Globe Trotting| Travel
Digital devices have given travelers instant access to online guidebooks, restaurant reviews and the social media means to disseminate photos.
Now in a backlash against digital dependency, a number of tour operators, cruise lines and resorts are championing unplugged vacations.
The adventure travel company Intrepid Travel has just announced a new category of Digital Detox Trips in which participants pledge, in writing, to swear off all digital devices including cellphones and cameras. They will receive a notebook in which to record impressions, and the trip leader will send daily email updates to loved ones back home on request. The new eight- to 10-day trips visit Ecuador, India, Morocco and Thailand (from $630 a person).
Anyone seeking a DIY digital detox will find areas in emerging destinations like Cuba and Myanmar with weak if not nonexistent signals. Much of rural Alaska is unconnected, a feature that Un-Cruise Adventures celebrates in its off-grid Alaska sailings (seven nights from $2,295 a person) and Natural Habitat Adventures highlights in its eight-day Alaska’s Coastal Grizzlies: Kodiak to Katmai trip (from $8,995 a person).
In urban areas, travel providers are stepping in to help guests switch off. Separate the children from Snapchat, for instance, by checking into the Renaissance Pittsburgh hotel, which offers a family digital detox package in which family members exchange their devices for a room stocked with board games and cards.
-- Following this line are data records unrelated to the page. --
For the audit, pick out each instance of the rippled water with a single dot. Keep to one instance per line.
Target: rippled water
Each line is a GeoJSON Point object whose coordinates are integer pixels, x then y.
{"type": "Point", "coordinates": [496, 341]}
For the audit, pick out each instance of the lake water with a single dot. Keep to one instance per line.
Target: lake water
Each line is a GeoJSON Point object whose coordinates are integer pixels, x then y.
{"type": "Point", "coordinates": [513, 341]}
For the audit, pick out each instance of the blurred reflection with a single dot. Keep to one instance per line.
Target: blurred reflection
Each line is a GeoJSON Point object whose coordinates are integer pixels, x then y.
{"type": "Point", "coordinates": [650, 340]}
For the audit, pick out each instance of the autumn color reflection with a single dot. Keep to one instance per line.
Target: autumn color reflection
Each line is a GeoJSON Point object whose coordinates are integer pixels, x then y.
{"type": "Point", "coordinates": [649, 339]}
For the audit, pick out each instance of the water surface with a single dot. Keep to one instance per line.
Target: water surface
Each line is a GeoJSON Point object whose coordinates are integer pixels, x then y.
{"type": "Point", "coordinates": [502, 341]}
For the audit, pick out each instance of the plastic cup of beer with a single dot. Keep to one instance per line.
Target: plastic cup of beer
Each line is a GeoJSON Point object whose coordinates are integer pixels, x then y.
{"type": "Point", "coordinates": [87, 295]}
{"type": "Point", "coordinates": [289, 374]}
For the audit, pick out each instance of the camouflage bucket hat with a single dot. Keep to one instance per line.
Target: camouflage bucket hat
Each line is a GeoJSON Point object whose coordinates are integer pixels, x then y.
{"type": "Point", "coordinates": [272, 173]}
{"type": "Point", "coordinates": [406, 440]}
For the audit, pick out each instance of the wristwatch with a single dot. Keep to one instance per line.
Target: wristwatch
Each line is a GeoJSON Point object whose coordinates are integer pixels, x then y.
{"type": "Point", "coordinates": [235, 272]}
The tour operator Tauck sends clients on its family-focused Tauck Bridges tours and cruises with pretrip instructions that encourage them to leave their devices in their rooms.
Tauck’s chief executive, Dan Mahar, said that the response has been positive since the program began about three years ago. “Parents and grandparents were happy to have someone else set the standard.”
Airline bans Samsung Note 7
COPENHAGEN, Denmark >> Scandinavian Airlines is banning passengers from using the new Samsung Note 7 smartphone on its flights because of concern about fires.
SAS spokesman Fredrik Henriksson says he expects “good understanding from our customers” to not use or charge one, or stow it in checked baggage.
Henriksson told the Associated Press that it was a “ban, not just a recommendation” like the one issued Sept. 9 by the U.S. Federal Aviation Administration, which said it can’t prohibit the devices until the Consumer Product Safety Commission issues a recall.
Singapore Airlines already has prohibited the use or charging of the Galaxy device during flights, while others have said they would tell passengers not to check the Galaxy phone and to leave it switched off during flights.
Samsung on Sept. 2 recalled 2.5 million Galaxy Note 7 phones after several dozen caught fire and exploded.